Student loans are both bane and boon – they allow students to gain access to an education they would otherwise have been shut out of, but they also lock these students in a cycle of debt if they cannot earn enough money to pay off their loans in a timely fashion.
Some shady student loan providers promote the latter statement. They want graduates locked in debt so that the accumulated interest rates keep these grads paying for a long, long time to come.
But did you know that you have the following options at your disposal?
Income-Based Repayment– if you took out federal student loans, then you qualify for IBR. This repayment model adjusts to what you earn and the size of your family, meaning significantly lower payments for when you had a difficult year. The minimum amount you could pay is nothing, while payments are capped at 15% of your income.

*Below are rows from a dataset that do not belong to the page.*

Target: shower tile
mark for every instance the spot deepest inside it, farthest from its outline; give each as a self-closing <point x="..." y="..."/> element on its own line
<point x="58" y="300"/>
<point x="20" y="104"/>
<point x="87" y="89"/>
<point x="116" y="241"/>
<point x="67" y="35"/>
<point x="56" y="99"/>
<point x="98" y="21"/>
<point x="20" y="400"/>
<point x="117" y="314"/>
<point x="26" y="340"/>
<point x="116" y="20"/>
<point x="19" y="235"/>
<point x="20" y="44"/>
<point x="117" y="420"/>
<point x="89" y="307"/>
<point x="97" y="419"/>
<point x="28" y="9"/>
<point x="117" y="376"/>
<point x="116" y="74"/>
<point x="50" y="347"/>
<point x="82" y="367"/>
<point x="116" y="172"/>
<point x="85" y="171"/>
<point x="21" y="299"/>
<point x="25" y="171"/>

Public Service Loan Forgiveness – if you work for the government or a non-profit employer and your income is low relative to your debt, then you could gain loan forgiveness in just 10 years instead of the regular 25. These years also add up even if they’re non-consecutive, meaning you can still be eligible for loan forgiveness even if you switch jobs between public, private and back to public sectors again.
Co-signing Liability – co-signing for someone’s student loans puts a big hit on the co-signer’s qualification for further loans like mortgages or auto-loans. No lender tells you this when parents co-sign for their kid’s loans, and will only pop up when mom and/or dad seeks out other loans.
Private Loans as a Last Resort – not only are they more expensive, but they come with none of the safety mechanisms inherent in federal loans. You are completely at the mercy of the lender, and the only thing you can do if you can’t pay up is to read the fine print and pray that it has a measure to protect you in case you find yourself unemployed or underemployed.
But unlike credit cards, not even a declaration of bankruptcy will save you from private loans unless you can prove you are experiencing undue hardship.